Sometimes adding an adverb, such as really, sure or certainly, can add the implication of condition as well.  As can using "wish" instead of "want" or "like."

"I'd really like to go, but..."
"I'd sure like to travel, but..."
"I certainly wish I could, but..."

Using "I would like to..." is not only more formal and polite, to me it sometimes has a slightly negative connotation, as if one is saying they would like to but meaning that they really would not like to!


----------



## Q-cumber

tregina12000 said:


> Using "I would like to..." is not only more formal and polite, to me it sometimes has a slightly negative connotation, as if one is saying they would like to but meaning that they really would not like to!



There's actually no need to use special constructions to speak polite Russian. Just include standard "magic words" into phrases, such as "спасибо", "пожалуйста", "простите"  and so on.


----------



## Awwal12

> There's actually no need to use special constructions to speak polite Russian. Just include standard "magic words" into phrases, such as "спасибо", "пожалуйста", "простите" and so on.

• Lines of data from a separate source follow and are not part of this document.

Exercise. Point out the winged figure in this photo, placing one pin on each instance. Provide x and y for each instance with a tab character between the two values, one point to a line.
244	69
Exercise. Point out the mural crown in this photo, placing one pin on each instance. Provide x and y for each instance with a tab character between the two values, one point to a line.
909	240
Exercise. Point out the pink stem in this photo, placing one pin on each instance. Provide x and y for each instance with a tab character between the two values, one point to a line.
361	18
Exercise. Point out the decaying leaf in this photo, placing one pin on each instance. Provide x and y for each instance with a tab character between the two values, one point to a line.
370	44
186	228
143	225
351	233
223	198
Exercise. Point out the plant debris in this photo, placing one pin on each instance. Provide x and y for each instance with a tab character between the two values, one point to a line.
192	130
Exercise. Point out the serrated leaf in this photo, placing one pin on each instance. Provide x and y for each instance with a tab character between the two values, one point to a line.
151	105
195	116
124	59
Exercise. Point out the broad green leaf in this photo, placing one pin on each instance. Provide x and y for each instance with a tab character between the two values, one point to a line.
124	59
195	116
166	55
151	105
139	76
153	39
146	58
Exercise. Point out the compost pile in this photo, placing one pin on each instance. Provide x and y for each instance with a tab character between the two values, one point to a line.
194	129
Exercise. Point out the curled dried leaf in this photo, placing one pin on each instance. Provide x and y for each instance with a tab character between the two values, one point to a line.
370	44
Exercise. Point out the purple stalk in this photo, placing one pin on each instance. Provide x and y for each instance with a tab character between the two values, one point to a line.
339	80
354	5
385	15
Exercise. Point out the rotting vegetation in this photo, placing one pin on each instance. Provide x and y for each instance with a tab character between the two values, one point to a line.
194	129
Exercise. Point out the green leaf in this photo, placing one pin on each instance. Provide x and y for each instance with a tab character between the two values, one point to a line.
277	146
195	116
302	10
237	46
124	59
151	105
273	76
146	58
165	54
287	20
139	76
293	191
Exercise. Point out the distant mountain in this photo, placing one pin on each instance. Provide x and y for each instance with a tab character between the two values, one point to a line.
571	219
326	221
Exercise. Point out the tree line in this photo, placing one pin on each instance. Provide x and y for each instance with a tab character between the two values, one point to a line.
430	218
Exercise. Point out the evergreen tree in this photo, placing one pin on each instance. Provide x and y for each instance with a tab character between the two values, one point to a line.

You forgot to mention the addressing in plural (на "вы").  But I agree with you.


----------



## Q-cumber

Awwal12 said:


> You forgot to mention the addressing in plural (на "вы").  But I agree with you.



It depends...politeness and formality aren't the same thing.


----------



## tregina12000

Could stiff formality give the impression of being impolite then, as if one were talking down to another?


----------



## Awwal12

> Could stiff formality give the impression of being impolite then, as if one were talking down to another?


Well, it could do only in groups where low or moderate formality is a rule (between students or other youth, for example). Otherwise there should be nothing wrong with a high formality (especially when you aren't familiar with a person you are talking to).


----------